Pas question d’entrer dans ce roman comme dans un moulin. On y entre plutôt comme dans un parti, en adhérant à ses perspectives, par connivence plutôt que par critique.
C'est en 1967, dans le magazine anticonformiste «Open City», qu'un poète presque inconnu commença de publier une chronique régulière. Avec une brutalité rarement égalée, doublée d'une superbe indifférence au scandale, il y exprimait sa révolte contre la société américaine, le pouvoir, l'argent, la famille, la morale.
L'alcool, le sexe, les échos d'une vie marginale et souvent misérable y sont brandis comme autant de signes de rupture... De ces abîmes, ce grand et bel auteur, Henry Charles Bukowski, a puisé une inspiration qui continue de nous émouvoir.
Il y a bien dans ce livre un enjeu de suspens, mais il n’est pas dans cette intrigue qui se désamorce au fil du récit. L’auteur séduit par une écriture souvent capiteuse, par des parcours attentifs, d’une ferveur amoureuse et minutieuse que par ses thèses assez disparates.
Il n’est rien d’autre que le récit d’une errance, lourde, pesante. L’auteur fait une ode au malheur infini de ses personnages incultes, ou frustes.
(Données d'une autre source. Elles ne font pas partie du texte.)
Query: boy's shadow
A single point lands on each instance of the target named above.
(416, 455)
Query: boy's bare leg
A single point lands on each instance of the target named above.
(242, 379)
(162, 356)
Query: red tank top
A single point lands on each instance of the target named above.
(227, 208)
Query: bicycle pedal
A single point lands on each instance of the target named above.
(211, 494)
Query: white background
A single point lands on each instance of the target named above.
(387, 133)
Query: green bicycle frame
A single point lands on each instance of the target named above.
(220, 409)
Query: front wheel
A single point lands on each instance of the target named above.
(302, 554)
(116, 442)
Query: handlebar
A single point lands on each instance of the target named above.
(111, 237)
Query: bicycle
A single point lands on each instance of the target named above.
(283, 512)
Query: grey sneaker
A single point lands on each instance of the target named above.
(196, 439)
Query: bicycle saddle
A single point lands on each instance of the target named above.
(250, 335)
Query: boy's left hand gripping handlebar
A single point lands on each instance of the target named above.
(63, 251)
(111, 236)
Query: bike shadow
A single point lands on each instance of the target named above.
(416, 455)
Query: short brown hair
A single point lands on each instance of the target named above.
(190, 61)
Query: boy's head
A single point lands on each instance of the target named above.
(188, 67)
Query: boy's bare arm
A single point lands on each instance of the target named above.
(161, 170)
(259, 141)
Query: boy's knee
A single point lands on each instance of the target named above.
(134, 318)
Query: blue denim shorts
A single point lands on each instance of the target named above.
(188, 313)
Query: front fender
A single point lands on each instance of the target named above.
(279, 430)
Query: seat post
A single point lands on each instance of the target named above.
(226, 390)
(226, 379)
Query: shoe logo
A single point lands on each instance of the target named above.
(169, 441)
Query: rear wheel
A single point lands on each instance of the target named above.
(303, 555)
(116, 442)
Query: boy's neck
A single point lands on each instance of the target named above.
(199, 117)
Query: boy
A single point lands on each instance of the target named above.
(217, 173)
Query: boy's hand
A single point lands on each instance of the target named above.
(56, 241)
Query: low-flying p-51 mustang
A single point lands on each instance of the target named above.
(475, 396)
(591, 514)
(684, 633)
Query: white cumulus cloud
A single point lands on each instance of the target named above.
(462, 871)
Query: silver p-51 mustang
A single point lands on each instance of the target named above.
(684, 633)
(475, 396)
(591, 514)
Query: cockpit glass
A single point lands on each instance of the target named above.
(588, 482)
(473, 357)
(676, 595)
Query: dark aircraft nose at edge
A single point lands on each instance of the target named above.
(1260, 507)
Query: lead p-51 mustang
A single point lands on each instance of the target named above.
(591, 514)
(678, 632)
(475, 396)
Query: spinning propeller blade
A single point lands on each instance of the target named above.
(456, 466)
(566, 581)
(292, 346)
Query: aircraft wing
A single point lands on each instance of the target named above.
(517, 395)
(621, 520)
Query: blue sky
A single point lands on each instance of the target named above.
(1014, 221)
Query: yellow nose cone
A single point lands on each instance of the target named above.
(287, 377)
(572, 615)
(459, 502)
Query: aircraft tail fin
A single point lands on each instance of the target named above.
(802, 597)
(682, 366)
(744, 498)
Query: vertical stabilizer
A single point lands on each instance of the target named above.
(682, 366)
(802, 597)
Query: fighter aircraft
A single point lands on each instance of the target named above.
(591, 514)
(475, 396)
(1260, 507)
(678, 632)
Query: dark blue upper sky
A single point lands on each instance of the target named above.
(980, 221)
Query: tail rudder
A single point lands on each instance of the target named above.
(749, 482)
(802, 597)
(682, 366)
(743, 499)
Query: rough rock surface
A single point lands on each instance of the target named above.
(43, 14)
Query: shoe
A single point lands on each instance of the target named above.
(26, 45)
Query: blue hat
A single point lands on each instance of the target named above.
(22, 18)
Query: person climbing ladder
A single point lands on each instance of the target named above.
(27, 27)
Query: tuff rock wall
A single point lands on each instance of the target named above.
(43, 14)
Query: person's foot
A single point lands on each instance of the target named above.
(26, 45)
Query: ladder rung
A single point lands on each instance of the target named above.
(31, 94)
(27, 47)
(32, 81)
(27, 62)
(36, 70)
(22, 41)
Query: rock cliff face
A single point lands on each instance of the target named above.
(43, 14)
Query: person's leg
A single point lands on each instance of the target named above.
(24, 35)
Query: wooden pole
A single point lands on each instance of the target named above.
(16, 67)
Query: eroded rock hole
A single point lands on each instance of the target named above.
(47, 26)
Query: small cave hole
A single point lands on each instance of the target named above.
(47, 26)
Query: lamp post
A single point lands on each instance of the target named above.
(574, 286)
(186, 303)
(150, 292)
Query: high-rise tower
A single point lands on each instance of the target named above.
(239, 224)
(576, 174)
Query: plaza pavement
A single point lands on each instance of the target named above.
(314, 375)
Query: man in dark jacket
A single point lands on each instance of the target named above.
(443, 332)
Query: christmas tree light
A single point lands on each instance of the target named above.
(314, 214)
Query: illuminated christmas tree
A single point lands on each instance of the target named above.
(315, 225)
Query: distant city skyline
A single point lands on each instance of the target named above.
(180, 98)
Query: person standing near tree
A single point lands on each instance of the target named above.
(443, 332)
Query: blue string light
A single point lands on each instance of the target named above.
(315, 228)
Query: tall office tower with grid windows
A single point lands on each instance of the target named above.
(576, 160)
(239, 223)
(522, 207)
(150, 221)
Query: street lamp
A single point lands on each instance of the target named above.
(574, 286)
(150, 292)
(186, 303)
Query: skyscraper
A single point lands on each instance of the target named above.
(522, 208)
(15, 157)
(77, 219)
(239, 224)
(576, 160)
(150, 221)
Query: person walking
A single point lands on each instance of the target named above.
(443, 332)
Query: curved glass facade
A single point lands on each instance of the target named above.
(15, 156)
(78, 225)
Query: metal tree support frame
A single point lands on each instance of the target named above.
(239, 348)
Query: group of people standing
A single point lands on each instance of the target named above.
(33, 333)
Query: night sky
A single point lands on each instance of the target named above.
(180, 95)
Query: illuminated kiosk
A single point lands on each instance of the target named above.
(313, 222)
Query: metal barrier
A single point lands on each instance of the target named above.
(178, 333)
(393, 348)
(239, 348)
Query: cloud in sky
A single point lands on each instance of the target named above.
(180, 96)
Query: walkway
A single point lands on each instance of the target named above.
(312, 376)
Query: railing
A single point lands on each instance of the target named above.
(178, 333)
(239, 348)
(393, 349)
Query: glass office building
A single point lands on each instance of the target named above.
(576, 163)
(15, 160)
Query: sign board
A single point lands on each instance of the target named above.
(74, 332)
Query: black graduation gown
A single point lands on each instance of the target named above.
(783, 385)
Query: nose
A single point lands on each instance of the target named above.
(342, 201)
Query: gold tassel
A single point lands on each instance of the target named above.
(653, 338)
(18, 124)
Il sait cependant s’embraser soudain dans les scènes d’amour, quand la nature se déchaîne et que se lèvent les tempêtes. Certes, ce livre flirte d’un bout à l’autre avec la mièvrerie, d’un côté, le ridicule, de l’autre.
De la lecture de ce roman sombre et anxiogène, où des personnages aux histoires individuelles chaotiques se trouvent confrontés à un destin absurde et inexorable qui va les mener à la catastrophe sans qu’ils puissent véritablement réagir.
On quitte ce livre avec une intense sensation de nostalgie, non parce que l’on quitte une histoire mais parce que l’on quitte un monde.